He gave Inspector Jensen a sad, searching look.

‘Do you know what I did? I used the assignment as the basis for a detailed and largely positive analysis of the political and cultural standards of that country, compared to ours. The articles weren’t published, of course, and I hadn’t expected them to be.’

He paused briefly and frowned. Then he said:

‘The funny thing is, I still don’t know why I did it.’

‘Bravado?’

‘That’s not inconceivable. But still, I haven’t spoken about all these things for many years. I don’t know why I’m doing it now, in fact. I don’t think they’ve even crossed my mind. I lost
heart within a couple of weeks of starting at the publishing house, and then I just sat there writing what they wanted, page after page of it. At the beginning they were obviously more worried about me than they needed to be. Then they realised I wasn’t a threat and could be turned into a useful little cog in the big machine. But to start with there was talk of transferring me to the Special Department. Maybe you don’t know what they do there?’

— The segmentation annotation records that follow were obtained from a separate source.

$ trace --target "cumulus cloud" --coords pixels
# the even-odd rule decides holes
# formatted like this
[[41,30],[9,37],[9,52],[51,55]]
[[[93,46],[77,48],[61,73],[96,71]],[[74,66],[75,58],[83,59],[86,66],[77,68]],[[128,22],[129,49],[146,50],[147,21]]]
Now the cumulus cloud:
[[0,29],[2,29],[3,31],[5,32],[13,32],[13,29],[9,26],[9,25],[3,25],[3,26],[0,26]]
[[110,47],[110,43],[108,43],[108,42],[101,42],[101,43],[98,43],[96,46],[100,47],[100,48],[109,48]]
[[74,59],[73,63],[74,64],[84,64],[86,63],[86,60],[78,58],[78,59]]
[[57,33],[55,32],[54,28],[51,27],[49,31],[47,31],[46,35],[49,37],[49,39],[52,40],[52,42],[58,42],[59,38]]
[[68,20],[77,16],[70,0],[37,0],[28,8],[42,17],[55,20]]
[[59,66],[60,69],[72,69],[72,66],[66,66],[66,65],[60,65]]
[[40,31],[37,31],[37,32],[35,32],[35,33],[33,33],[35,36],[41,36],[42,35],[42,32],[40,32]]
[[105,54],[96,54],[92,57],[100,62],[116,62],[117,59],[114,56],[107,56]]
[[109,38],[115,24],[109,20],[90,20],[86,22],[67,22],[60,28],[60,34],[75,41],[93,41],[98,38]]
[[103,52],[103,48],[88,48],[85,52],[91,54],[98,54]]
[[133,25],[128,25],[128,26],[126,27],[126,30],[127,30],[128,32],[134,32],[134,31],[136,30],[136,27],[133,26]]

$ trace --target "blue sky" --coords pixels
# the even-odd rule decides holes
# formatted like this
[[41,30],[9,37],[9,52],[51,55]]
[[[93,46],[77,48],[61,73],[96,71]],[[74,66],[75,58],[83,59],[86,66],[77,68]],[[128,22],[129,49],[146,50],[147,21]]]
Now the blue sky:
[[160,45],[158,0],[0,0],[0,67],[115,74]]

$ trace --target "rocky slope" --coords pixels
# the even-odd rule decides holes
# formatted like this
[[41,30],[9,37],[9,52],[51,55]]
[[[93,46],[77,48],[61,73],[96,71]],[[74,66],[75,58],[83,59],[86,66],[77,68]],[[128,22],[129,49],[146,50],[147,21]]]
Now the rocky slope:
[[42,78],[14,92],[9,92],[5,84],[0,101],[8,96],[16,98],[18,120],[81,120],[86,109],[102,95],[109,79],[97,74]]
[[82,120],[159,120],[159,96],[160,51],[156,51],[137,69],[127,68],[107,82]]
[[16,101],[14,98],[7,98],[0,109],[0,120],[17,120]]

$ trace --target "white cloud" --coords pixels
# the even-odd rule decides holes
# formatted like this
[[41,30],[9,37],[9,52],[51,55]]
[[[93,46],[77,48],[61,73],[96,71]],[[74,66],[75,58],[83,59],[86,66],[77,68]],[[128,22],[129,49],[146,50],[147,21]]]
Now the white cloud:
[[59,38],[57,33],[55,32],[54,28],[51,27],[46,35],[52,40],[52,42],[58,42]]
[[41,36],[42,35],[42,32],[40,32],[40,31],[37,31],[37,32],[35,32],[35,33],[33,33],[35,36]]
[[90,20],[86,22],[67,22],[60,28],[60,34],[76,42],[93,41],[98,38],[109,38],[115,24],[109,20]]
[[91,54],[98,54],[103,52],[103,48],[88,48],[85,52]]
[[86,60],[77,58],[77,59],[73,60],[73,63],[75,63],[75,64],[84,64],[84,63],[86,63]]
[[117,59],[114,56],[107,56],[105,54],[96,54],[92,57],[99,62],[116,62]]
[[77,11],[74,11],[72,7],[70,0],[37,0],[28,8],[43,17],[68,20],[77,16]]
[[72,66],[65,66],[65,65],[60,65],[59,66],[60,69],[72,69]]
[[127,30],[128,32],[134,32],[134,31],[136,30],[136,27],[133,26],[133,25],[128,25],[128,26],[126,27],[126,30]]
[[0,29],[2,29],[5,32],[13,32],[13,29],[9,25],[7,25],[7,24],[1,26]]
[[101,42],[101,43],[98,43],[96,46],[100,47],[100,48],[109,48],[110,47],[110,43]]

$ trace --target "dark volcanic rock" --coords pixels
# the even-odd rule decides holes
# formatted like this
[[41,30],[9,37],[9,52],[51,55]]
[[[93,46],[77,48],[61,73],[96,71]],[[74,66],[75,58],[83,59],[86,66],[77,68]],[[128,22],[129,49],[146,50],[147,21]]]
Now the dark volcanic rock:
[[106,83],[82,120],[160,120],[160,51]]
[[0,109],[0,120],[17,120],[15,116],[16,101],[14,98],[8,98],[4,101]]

‘I’ve heard it mentioned.’

‘It’s also called Department 31. It’s viewed as one of the most important. I don’t know why. You seldom hear anything about it; its work is kept very hush-hush. I’m pretty sure it works on projections of some kind: a dummy group is the slang term for it, in the profession. A move there was on the cards for me at one stage, but then I suppose they saw that all I was fit for was fabricating nice, pretty life stories for well-known people. And they were right.’

He fiddled absent-mindedly with his coffee cup.

‘Then all of a sudden I went and did that. My God, it caught them on the hop.’

Inspector Jensen nodded.

‘You see, I’d realised I wouldn’t ever write any more, and it dawned on me that I couldn’t bear the last thing I wrote to be some rose-tinted, tear-jerking pack of lies about that lout, a piece of flattery for a clown who earns millions from looking gross and not being able to sing, and who goes round the world causing scandals in gay brothels.’

‘The last thing you wrote?’

‘Yes, I’ve stopped. I’d known for a while that I’d written all I was going to and wouldn’t be able to produce any more. Eventually I’m going to find some entirely different line of
work, anything at all. It might not be very easy, because we journalists don’t really know how to do anything. But it’ll be okay; these days, nobody needs to know how to do anything.’

‘What do you live on?’

‘The publishing house treated me very kindly. They said they knew I was burnt out, gave me four months’ salary and let me go straight away.’

‘And they even gave you a diploma?’

The man looked at Jensen in surprise.

‘Yes, farcically enough. How did you know?’

‘Where is it now?’

‘It doesn’t exist any more. I’d like to say I tore it into tiny pieces and scattered them from the thirtieth floor but prosaically enough, I just threw it away before I left the building.’

‘Did you crumple it up?’

‘I wouldn’t have been able to get it in the bin otherwise. It was quite a size, as I recall. Why do you ask?’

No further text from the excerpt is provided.